Pakistan's outgoing prime minister, Shehbaz Sharif, and the leader of the opposition will on Thursday meet to pick a caretaker leader to oversee a general election due by November, a government official said.
Sharif and opposition leader Raja Riaz will meet in the afternoon, said the official in the prime minister's office, who declined to be identified pending the announcement of the meeting.
Under the constitution, the two have three days to reach agreement on a caretaker. If they can't, the decision will go to a parliamentary committee, and if it can't, then the Election Commission of Pakistan will decide.
The lower house of parliament was dissolved on Wednesday, three days before the end of its five-year term on August 12.
A general election in the South Asian country of 241 million people should be held in 90 days but it could be delayed for several months because the election commission has to redraw the boundaries of hundreds of constituencies based on new census data.

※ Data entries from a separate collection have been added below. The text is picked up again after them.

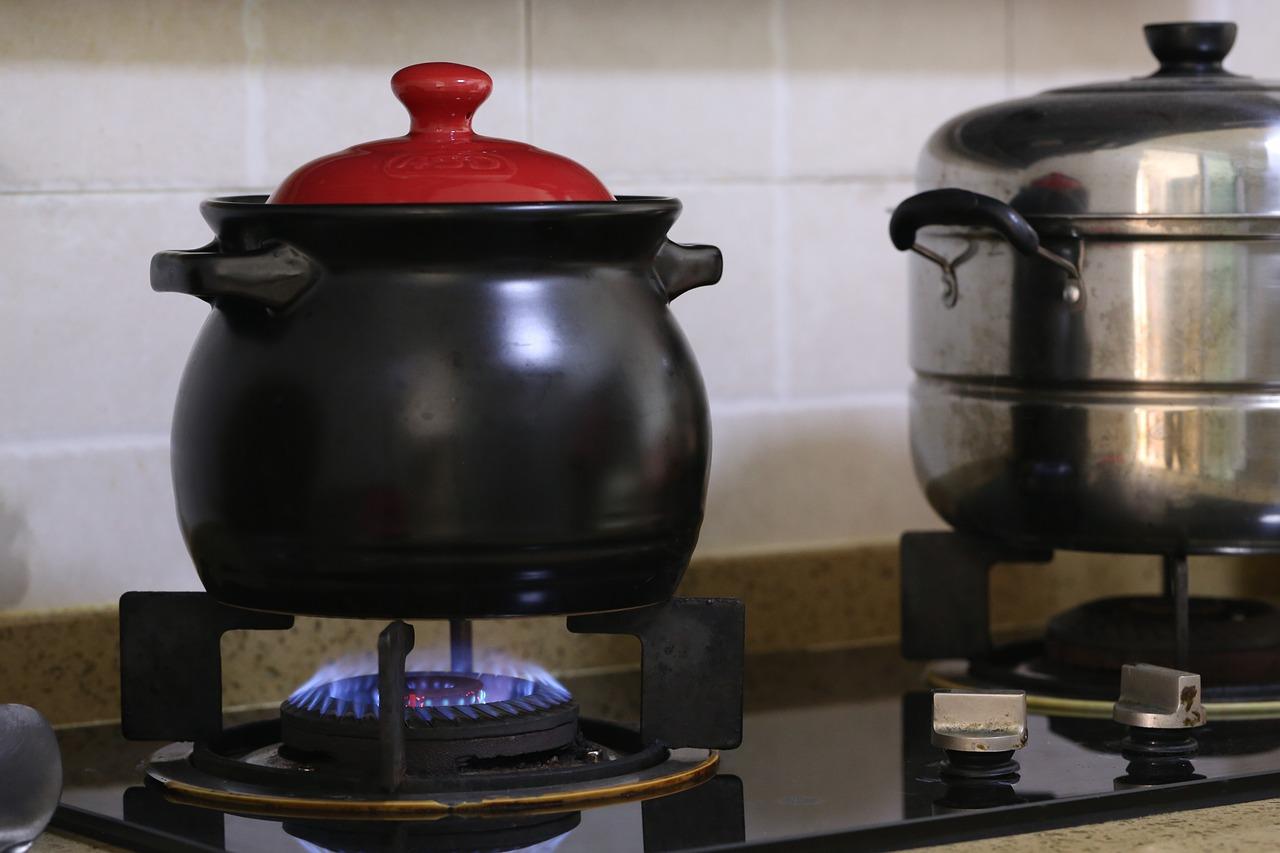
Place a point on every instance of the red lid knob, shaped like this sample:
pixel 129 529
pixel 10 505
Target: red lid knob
pixel 440 96
pixel 440 160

Any delay could fuel public anger and add to uncertainty in the nuclear-armed country, analysts say.
Sharif led a coalition government of nearly a dozen parties after they voted out his predecessor, Imran Khan, whose party won the last election in 2018, in a no-confidence vote in parliament last year.
The former cricket star has been at the heart of months of political turmoil since he was ousted, raising new worries about stability. He has since been jailed in connection with a graft case and has, as a result, been barred from taking part in an election for five years.